1961’de Fedorov ve Budıko, ortaya çıkan iklim değişikliği sorununu ele almak için Leningrad’da İnsan Tarafından Yapılan İklim Değişikliği Sorunu Üzerine Birlik Konferansı’nı toplantıya çağırdı: Alanında dünyadaki ilk konferanstı. Aynı yıl Budıko, “Dünya Yüzeyinin Isı ve Su Dengesi Teorisi” başlıklı makalesini Sovyet Coğrafya Kurumu’nun Üçüncü Kongresi’nde sundu ve burada, antropojenik iklim değişikliğinin artık  kaçınılmaz olduğu sonucuna vardı ve insanın enerji kullanımının ele alınması gerektiğini belirtti.
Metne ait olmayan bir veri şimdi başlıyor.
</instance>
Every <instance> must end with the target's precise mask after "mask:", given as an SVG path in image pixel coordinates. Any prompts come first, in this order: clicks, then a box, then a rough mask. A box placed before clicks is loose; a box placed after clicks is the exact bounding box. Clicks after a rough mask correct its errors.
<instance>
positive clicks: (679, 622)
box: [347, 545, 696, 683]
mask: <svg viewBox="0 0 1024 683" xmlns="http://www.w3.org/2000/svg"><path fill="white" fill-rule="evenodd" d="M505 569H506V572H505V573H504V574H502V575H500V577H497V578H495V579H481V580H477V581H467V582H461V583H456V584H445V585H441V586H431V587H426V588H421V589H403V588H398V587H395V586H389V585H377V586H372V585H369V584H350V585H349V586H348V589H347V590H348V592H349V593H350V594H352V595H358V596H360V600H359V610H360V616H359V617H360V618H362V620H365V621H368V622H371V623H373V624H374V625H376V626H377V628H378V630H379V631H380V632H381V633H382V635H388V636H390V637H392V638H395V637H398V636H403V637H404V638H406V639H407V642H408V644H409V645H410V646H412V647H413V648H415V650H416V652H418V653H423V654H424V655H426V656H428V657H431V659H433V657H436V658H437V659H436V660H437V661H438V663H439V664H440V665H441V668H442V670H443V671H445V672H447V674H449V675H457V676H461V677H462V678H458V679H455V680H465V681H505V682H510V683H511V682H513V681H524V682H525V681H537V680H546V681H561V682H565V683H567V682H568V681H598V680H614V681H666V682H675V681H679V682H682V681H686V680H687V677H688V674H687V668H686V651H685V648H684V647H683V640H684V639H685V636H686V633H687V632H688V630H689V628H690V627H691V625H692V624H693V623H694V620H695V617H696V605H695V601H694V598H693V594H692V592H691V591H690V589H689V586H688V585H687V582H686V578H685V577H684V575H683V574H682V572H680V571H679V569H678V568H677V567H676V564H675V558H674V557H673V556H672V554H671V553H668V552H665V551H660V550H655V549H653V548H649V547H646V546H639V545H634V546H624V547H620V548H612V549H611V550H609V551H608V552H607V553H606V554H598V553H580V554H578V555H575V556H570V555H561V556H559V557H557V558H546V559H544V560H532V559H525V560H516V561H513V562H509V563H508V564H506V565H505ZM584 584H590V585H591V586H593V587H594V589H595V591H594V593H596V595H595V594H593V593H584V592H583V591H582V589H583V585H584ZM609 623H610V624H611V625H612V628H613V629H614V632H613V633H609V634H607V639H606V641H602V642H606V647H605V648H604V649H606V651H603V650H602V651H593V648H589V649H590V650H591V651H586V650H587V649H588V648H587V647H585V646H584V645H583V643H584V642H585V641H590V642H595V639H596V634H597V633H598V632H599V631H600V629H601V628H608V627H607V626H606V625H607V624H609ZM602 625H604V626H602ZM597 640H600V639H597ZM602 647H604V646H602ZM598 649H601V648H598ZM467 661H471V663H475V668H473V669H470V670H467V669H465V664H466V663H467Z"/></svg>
Budıko’nun “küresel ekolojik kriz” olarak değerlendirdiği olgunun sosyal yönlerine ilişkin analizi önemliydi. Burada sermaye birikiminin ortaya çıkardığı zorluklar vurgulandı. Tüm ekonomik genişleme, “küresel ekolojik sistemin istikrarının bozulması” demekti ve Budıko, ekonomik ve ekolojik planlamayla dünyanın ancak bu çıkmazdan kurtulabileceğini ve aklın yönettiği bir ortam dışında hiçbir çıkış yolunun olmadığını vurguladı.

SSCB’nin önde gelen felsefe dergisi Voprosı Filosofi’nin (Felsefe Sorunları) 1968’den 1977’ye kadar dinamik baş editörü olan İvan T. Frolov’un fikirleri sosyal ekolojiye rehberlik ediyordu. 1970’lerde ve 1980’lerde Sovyet sosyal felsefesinin, ekolojik ve hümanist değerlerin diyalektik materyalizme bilinçli olarak entegrasyonuna dayalı olarak yeniden canlanmaya başlaması, büyük ölçüde Frolov’un çabaları sayesinde oldu. Bu yeni analizde, Marx’ın Ekonomi ve Felsefe Elyazmaları ile Grundrisse’deki derin hümanizm ve natüralizminden ve ayrıca Kapital’deki ekolojik eleştirisinden ilham alındı. Ortaya çıkan bu Sovyet ekolojik Marksizmi, Antonio Gramsci’nin analizini kabul etti. Ancak yetersiz materyalist vurgusuyla tanınan Frankfurt Okulu’nu eleştirdi. Frolov ve diğerleri, materyalist-ekolojik zeminlerde “diyalektik bütünsel birliğin” geliştirilmesi çağrısında bulundular. Ortaya çıkan eleştirel felsefe ve sosyal bilim, Vernadski’den Sukaçev’e ve Budıko’ya kadar tüm Sovyet bilimsel ekoloji geleneğine dayanıyordu. ( J.B.Foster,2016)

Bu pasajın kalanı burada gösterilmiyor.